J’ai bien aimé le petit prospectus de pub pour la ville, qui aide à se plonger dans l’ambiance et dispense des indices ici ou là.

 

 

En début de présentation, j’ai parlé d’épisode de série policière, et ce n’est pas par hasard : tout l’esthétisme du jeu emprunte aux codes télévisuels. Les scénarios sont d’ailleurs nommés comme les épisodes d’une saison, la première. Et comme dans une bonne série, si chaque épisode est indépendant, on sent des liens entre eux, plus ou moins ténus, plus ou moins subtils, mais qui tous aident à construire une attente d’un climax sur les dernières parties, que j’espère donc avec impatience. (Et oui il m’a fallu faire une pause pour écrire cet article).

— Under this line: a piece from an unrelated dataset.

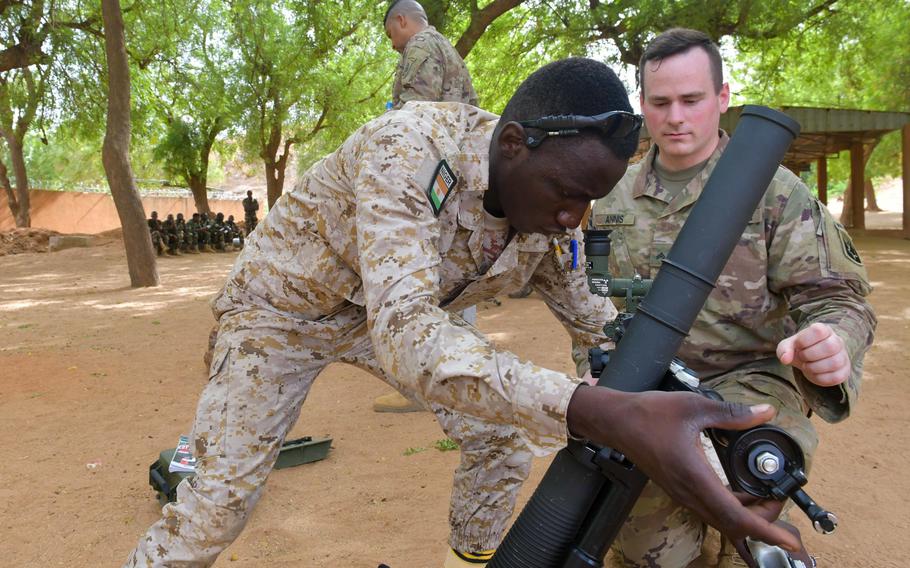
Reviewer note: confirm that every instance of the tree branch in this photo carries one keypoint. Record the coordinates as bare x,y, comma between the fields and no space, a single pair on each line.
480,21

Il est à noter que cette immersion dont on a parlé, n’empêche pas les auteurs de prendre du recul sur ce que raconte leur jeu : on trouvera un petit encart dans les règles pour expliciter leur position au sujet des écoutes et de la vidéo-surveillance. C’est une initiative que j’ai personnellement apprécié. Un jeu véhicule toujours un message, volontairement ou non, et il important de rappeler que ce qui est acceptable dans un tel cadre ne l’est pas toujours en dehors.

 

Quelques interférences

Ce portrait que je dresse depuis le début est, vous le sentez, plutôt positif. Il y a pourtant bien sûr quelques ombres au tableau. La première vient de l’application, pas toujours aisée à manipuler : dans trois scénarios différents, nous avions trouvé la bonne réponse, mais, soit nous n’avions pas cliqué exactement au bon endroit, soit nous n’avions pas réussi à sélectionner l’élément de réponse, en tout cas nous pensions nous être trompés. On a fini par réussir à s’en rendre compte, en se disant que c’est un peu de notre faute, mais cela reste frustrant.

La réponse finale est parfois également un peu « floue »: on hésite entre deux portes d’entrée par exemple, sans réellement savoir laquelle est la bonne, et sans forcément comprendre, même avec la réponse, pourquoi c’était l’une plutôt que l’autre. Là aussi, on essaiera alors la seconde proposition, et on aura la bonne réponse, nouvelle petite frustration, car même avec la réponse, il est arrivé qu’on ne comprenne pas pourquoi il fallait choisir une option plutôt qu’une autre. Il est à noter que c’est surtout arrivé sur nos premiers scénarios et plus du tout par la suite : peut être qu’on a pris de l’expérience.

 

 

Enfin, j’aime beaucoup le travail fait sur les illustrations qui donnent une ambiance très film noir. Pourtant, à l’exception du scénario un peu dur mentionné plus haut, les histoires restent « sages » et les noms des rues très pop culture, et cela adoucit beaucoup le ton général. L’idée est de rendre le jeu le plus accessible possible, ce qui se justifie au niveau de sa mécanique. Pourtant, je crois que j’aurais aimé que le jeu aille un peu plus loin dans son côté mature, et n’hésite pas à être plus sombre, plus violent peut être dans les situations qu’il met en scène. Un jeu n’est jamais autant abouti que quand il réussi à faire passer des sentiments, et l’audio est un excellent vecteur pour cela. j’aurais peut être aimé en avoir plus. Peut être dans les derniers scénarios ou dans la saison 2 ? 

Car une saison 2, c’est tout ce que l’on souhaite à ce jeu. Pour moi il a tenu pour le moment toute ses promesses, il a clairement un côté addictif, et j’attends la fin de cette saison avec impatience. J’avais annoncé il y a quelques mois qu’on avait ici le futur As d’or, et je maintiens. Le jeu est accessible à tous, très bien édité, original. La difficulté est au poil : ni trop facile, ni trop difficile, le jeu vous challenge mais vous récompense aussi. J’attends bien sur de découvrir ce climax (que j’espère) pour un avis définitif, mais pour l’instant, je suis séduit.